Le Nouveau Testament mentionne plusieurs fois que Jésus regarde quelqu'un. Ce regard est toujours plein d'amour et appelle toujours à la conversion et au dépassement. Ainsi, par exemple, quand un jeune homme riche se présente à Lui et Lui demande ce qu'il faut faire pour entrer dans la vie, Jésus le regarde et il l'aime, puis il l'appelle au renoncement total. Contrairement à Zachée, le pécheur, qui accepte l'invitation, plein de joie, celui-ci malgré toute sa vertu n'a pas le courage d'accepter et repart tout triste. Rappelons-nous quelques autres exemples: celui de la femme adultère, que Jésus regarde en face une fois que ses accusateurs sont partis; Il l'invite aussi à la conversion en lui disant : "Je ne te condamne pas; va et ne pêche plus". Ou encore Pierre, qui vient tout juste de trahir Jésus et que Celui-ci regarde brièvement en route vers le Calvaire, d'un regard de bonté qui le fait fondre en larmes.

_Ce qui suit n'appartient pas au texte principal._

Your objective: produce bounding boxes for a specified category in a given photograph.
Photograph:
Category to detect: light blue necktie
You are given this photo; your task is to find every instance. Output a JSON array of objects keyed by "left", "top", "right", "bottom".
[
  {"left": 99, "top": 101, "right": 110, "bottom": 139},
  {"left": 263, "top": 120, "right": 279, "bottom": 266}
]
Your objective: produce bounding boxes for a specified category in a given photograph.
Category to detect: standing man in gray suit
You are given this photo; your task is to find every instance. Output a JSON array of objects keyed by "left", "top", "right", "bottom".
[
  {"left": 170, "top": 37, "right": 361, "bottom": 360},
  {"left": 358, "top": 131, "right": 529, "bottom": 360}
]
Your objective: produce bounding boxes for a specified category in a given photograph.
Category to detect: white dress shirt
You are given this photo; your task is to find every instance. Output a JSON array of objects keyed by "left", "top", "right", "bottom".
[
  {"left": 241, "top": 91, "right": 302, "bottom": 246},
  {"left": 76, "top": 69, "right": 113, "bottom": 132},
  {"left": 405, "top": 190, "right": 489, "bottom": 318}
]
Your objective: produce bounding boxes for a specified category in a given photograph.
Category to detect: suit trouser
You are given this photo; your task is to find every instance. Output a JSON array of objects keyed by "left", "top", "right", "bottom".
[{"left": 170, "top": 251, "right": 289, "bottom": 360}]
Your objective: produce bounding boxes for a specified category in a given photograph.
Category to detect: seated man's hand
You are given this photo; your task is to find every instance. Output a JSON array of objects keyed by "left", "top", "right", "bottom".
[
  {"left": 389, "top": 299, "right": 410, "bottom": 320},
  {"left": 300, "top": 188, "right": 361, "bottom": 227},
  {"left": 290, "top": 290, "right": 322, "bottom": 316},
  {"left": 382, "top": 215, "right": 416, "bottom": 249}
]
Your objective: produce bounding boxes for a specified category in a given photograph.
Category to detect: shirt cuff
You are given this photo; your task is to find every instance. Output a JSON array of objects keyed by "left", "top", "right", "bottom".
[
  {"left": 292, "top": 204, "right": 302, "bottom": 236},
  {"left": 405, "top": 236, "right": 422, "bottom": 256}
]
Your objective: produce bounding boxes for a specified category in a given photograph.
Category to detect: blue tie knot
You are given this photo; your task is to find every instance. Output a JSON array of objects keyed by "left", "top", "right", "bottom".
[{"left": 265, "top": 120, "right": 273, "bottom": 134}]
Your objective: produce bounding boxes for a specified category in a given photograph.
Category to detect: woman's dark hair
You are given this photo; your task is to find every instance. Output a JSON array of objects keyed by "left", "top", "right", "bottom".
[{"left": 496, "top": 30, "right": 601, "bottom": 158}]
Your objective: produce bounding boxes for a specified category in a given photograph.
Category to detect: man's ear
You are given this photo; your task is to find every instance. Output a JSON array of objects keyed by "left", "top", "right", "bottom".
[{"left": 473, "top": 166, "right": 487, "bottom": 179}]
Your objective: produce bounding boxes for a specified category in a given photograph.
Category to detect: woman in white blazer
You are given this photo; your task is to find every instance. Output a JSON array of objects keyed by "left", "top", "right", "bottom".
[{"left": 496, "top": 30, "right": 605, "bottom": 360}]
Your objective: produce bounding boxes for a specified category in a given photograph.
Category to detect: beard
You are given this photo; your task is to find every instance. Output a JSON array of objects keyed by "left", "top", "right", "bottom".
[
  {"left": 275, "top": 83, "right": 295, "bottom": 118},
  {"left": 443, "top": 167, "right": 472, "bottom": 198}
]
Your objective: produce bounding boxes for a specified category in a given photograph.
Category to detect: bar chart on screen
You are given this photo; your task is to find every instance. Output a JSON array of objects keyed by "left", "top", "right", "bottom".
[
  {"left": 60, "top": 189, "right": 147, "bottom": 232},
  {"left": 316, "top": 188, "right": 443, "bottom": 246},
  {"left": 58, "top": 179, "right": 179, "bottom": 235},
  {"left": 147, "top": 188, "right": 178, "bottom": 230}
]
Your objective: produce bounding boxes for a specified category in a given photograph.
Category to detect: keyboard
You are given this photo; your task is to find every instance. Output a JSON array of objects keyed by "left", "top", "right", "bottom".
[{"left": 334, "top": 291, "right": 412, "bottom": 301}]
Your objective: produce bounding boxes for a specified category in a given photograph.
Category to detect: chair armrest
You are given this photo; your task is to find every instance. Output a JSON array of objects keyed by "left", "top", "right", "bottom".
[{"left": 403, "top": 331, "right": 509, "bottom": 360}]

Nous sommes tous venus au monastère pour y voir Dieu, pour le rencontrer dans la prière contemplative. Mais alors, cette maison de pierre que nous avons construite, Dieu la transforme en sa maison pour venir nous y voir, pour venir nous y rencontrer et nous appeler à une conversion continuelle.

Lorsqu'on consacre une église, et lorsqu'on fait chaque année la mémoire de cette consécration, on consacre chaque fois le fait que Dieu y a établi sa mémoire. On le fait parce qu'un jour Jésus a dit "Lorsque deux ou trois sont réunis en mon nom, je suis au milieu d'eux" et "si vous observer ma Parole, mon Père vous aimera, nous viendrons chez vous et nous y ferons notre demeure.

Il y a 150 ans que Dieu a fait sa demeure à Scourmont au milieu d'hommes qu'il y a réunis. Il y a plus de 100 ans que, dans cette maison, Il pose son regard sur ceux qui s'y réunissent dans l'espoir de le voir. Que notre Eucharistie d'aujourd'hui soit une Action de grâces pour cette suite ininterrompues de faveurs divines.